Et c’est de là que, petit à petit, il a pu organiser sa sortie dans un appartement. Il était à La Borde après de nombreuses fugues faites dans des véhicules d’emprunt. Le pack, c’est l’essence de l’atelier, il s’y travaille la même chose mais un à un niveau plus basal. On pourrait dire que ça travaille quelque chose au niveau de la première possibilité de la frontière interne dont parle Zutt. L’atelier se situe, lui, au niveau de la deuxième possibilité de la frontière interne, il permet l’apparition du corps et de ses différentes physiognomonies

Avant d’être à l’atelier, il est nécessaire d’apparaître pour se manifester dans un commerce avec le monde. Le pack, dans sa fonction d’accueil, de rassurance, d’être au plus proche du plus lointain dans une ambiance chaleureuse et sécurisante, s’élargit à d’autres soins ayant la même fonction. Cette fonction, que l’on pourrait appeler du soin, permet la constitution d’une frontière interne ; elle va possibiliser la possibilité de choisir son apparaître, sa manifestation, sa physiognomie.

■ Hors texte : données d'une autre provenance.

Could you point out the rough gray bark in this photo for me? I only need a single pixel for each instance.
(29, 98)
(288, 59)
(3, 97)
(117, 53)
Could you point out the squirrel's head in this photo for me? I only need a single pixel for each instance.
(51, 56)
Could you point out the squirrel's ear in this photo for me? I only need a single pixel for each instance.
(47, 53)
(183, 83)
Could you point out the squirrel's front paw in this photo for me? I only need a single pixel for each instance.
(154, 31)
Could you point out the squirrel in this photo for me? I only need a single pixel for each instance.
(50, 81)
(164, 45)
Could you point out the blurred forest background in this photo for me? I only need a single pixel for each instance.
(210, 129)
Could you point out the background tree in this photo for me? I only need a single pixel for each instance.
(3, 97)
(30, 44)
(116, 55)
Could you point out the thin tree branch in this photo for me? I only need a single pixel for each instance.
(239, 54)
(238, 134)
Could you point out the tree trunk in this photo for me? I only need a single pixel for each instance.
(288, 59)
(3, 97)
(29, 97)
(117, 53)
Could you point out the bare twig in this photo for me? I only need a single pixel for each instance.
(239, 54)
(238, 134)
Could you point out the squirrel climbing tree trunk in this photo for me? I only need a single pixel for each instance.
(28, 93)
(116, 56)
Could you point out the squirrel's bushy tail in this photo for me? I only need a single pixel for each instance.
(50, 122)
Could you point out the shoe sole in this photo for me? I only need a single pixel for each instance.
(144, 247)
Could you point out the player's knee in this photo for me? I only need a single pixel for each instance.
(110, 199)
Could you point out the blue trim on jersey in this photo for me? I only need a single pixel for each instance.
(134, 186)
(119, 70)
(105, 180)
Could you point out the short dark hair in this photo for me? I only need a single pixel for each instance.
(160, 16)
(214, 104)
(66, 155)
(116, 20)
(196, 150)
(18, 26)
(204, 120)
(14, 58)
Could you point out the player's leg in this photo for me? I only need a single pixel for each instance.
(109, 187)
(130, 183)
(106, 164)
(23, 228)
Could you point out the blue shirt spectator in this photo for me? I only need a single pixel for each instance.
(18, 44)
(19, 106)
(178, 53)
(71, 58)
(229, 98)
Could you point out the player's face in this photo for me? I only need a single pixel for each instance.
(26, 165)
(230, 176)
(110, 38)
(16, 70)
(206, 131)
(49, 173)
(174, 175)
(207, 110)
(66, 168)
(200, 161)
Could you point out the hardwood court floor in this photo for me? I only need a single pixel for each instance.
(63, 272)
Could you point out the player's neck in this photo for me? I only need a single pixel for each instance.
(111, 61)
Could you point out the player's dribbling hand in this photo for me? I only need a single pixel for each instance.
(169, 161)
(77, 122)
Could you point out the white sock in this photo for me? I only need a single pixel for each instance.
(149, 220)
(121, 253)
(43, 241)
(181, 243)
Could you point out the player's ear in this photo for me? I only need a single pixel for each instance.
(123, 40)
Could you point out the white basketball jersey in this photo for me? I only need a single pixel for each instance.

En ce sens, des moments comme le lever, le coucher, le se-laver, nécessitent tout autant cette possibilisation.

L’atelier qui est au niveau de la deuxième possibilité de cette frontière interne permet la possibilisation d une aire d’expérience, la potentialité de se créer une image, un style ; d’être là dans la création esthétique, dans la physiognomie ; il ouvre la relation au monde et à autrui, donne contenu et sens à l’existence. On peut continuer ce saut épistémologique qui nous fait passer de l’individu à l’institution. On peut essayer de mettre en rapport certains concepts. Le corps porteur institutionnel serait une sorte de reflet de l’état d’âme, de l’ambiance du "collectif", au sens où l’entend Oury, pas comme ensemble physique des gens qui sont là mais comme outil conceptuel. "Le collectif, c’est une machine abstraite... dont la finalité est de faire fonctionner toutes les structures institutionnelles dans une dimension psychotique.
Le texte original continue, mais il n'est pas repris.